An Australian woman living in Italy amid its coronavirus lockdown has shared the crazy rule supermarkets are now imposing.
An Australian woman living in Italy has revealed the crazy rules locals are being forced to abide by after being put into lockdown after the coronavirus swept through the country.
Hermione and her Italian husband called through to KIIS FM's Kyle & Jackie O Show this morning to explain what the living situation is like – revealing that only two people at a time are allowed into supermarkets.
"We can still go to the supermarket but at this point there are lines and restrictions on what we can buy and how we're allowed to enter," she told the radio hosts.
"Our local supermarket only allows two people to enter at once, so since the lockdown was announced we haven't been as we've had enough supplies to get us through to now but I'll need to go soon. We'll have to write a long list and get there to stock up because this is just the beginning."
Describing the situation as "hard to believe" and "really surreal" the caller explained she lived in a little region in the middle of the country, not in the initial red zone around Milan, which made the lockdown even more of a "shock".
"Life since then really has been put on hold," she said, explaining the queues to buy food weren't too bad, with the average wait being between 10-15 minutes in her area.
"We have to stay in the house unless there's an urgent reason to leave, there are police patrolling the streets to make sure you're not going from one suburb to another ... it's extreme."
Doctor's heart-breaking decision
Previously, an Italian doctor described the heart-breaking decisions health workers were making on a daily basis as the country faces one of the world's deadliest coronavirus outbreaks.
In an interview that's gone viral online, anaesthesiologist Christian Salaroli told the Corriere della Sera newspaper hospitals were now having to run warlike operations, where younger patients with a higher chance of survival were being prioritised.
"If a person between 80 and 95 has severe respiratory failure, you probably won't proceed," he said.
Elderly patients who showed signs of multiple organ failure could rarely be saved, he explained, and doctors have neither the time nor resources to "tempt miracles".
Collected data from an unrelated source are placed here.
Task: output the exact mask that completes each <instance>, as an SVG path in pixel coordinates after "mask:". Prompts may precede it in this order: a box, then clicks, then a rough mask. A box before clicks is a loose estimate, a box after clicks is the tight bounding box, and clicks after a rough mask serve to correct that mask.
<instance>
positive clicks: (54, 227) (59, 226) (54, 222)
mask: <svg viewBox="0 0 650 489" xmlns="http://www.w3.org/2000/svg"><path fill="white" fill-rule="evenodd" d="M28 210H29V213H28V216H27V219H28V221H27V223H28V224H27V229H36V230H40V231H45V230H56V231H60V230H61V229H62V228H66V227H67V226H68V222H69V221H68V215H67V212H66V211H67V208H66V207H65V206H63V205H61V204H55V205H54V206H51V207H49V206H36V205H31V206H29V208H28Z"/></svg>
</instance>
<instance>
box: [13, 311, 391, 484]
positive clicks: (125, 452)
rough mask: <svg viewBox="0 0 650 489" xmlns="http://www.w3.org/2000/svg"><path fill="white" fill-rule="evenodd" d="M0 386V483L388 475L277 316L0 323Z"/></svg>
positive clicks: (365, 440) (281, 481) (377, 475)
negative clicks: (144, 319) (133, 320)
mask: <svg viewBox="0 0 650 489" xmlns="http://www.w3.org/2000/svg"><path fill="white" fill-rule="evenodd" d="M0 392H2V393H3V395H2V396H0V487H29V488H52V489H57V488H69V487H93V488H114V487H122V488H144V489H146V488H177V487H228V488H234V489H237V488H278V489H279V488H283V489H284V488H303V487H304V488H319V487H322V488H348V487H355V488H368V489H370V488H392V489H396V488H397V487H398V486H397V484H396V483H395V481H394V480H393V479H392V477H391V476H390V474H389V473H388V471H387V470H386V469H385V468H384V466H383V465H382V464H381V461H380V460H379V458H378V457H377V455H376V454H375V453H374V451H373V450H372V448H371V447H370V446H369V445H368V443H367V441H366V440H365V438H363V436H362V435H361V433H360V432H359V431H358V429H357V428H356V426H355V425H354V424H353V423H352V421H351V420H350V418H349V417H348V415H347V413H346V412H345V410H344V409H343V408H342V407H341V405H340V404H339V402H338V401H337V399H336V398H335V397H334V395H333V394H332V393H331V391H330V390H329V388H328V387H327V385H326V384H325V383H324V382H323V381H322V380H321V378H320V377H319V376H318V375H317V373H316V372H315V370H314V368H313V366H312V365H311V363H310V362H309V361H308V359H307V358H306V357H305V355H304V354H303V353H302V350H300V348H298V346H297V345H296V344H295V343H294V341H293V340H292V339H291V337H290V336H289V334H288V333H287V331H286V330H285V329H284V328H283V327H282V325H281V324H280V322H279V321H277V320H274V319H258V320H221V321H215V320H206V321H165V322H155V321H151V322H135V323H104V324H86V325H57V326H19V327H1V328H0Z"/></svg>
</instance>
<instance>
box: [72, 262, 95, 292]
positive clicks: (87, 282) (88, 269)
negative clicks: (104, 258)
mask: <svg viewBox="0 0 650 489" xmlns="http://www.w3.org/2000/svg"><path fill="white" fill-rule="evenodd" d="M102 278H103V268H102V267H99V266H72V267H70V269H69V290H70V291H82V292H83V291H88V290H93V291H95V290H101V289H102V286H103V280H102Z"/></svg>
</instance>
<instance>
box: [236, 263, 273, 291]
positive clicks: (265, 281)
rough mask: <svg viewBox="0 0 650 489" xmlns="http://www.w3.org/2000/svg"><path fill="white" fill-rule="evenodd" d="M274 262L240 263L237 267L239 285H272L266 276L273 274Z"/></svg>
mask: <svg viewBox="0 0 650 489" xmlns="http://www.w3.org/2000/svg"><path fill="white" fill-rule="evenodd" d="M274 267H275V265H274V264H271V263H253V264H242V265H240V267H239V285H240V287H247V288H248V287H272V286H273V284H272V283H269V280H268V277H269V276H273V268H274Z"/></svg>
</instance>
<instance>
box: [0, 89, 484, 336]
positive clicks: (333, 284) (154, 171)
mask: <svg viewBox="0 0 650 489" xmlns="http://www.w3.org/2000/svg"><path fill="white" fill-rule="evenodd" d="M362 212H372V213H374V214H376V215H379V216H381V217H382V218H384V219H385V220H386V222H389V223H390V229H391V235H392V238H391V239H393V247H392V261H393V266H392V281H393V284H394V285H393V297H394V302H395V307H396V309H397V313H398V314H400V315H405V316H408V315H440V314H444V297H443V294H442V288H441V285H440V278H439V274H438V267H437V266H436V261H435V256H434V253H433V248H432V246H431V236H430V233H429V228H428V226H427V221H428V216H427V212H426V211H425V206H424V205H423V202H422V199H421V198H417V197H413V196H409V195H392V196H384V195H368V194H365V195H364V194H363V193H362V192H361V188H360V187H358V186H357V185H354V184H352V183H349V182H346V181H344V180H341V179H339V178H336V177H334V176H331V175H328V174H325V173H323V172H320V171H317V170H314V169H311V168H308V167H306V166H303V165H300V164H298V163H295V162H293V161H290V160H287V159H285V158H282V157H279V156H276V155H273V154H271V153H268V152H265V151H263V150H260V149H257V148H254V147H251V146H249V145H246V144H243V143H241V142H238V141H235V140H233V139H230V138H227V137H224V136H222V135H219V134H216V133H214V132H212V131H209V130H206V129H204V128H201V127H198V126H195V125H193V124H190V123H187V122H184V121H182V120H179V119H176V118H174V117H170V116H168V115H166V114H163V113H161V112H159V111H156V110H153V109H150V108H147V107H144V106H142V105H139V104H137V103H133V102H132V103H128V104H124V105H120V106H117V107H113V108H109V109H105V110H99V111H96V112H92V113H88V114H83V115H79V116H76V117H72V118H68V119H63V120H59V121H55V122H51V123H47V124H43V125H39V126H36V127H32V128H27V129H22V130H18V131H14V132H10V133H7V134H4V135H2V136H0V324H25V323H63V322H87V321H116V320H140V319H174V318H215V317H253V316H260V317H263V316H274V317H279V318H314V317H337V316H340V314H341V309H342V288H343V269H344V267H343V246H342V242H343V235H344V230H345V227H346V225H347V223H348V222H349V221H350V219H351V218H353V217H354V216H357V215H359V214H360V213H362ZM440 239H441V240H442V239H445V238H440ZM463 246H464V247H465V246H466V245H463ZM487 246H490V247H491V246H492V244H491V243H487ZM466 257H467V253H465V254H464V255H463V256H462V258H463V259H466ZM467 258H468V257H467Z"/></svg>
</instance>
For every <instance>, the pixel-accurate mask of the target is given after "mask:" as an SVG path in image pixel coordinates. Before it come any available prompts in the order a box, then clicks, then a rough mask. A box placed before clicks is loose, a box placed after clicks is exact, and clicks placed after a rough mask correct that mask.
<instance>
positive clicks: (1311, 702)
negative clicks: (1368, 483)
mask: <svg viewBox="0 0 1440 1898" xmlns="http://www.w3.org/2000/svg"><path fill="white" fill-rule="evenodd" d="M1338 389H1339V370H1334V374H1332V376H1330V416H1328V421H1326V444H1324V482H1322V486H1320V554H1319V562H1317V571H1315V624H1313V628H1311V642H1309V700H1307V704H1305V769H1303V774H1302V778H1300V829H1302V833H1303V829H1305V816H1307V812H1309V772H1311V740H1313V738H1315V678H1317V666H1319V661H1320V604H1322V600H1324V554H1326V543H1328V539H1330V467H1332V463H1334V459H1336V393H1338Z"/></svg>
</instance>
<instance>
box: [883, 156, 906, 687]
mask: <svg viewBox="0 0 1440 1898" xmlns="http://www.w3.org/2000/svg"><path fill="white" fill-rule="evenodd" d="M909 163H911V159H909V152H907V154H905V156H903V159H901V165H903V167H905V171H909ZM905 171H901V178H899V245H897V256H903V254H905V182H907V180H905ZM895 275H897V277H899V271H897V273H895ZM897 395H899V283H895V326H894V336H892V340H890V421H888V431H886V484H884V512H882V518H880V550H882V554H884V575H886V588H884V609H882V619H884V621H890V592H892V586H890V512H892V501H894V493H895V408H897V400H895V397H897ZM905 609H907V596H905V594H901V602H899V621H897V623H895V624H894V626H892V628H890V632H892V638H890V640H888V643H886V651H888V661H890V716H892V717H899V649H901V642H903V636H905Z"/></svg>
"For now I sleep at night, because I know that the choice is based on the assumption that someone, almost always younger, is more likely to survive than the other," he said.
"At least, it's a consolation."
But Dr Salaroli said others, especially younger doctors and nurses, were struggling to cope.
"Some come out crushed … I saw crying nurses with 30 years of experience behind them, people who have nervous breakdowns and suddenly tremble," he said.
"I tell myself it's like war surgery. We only try to save the skin of those who can do it."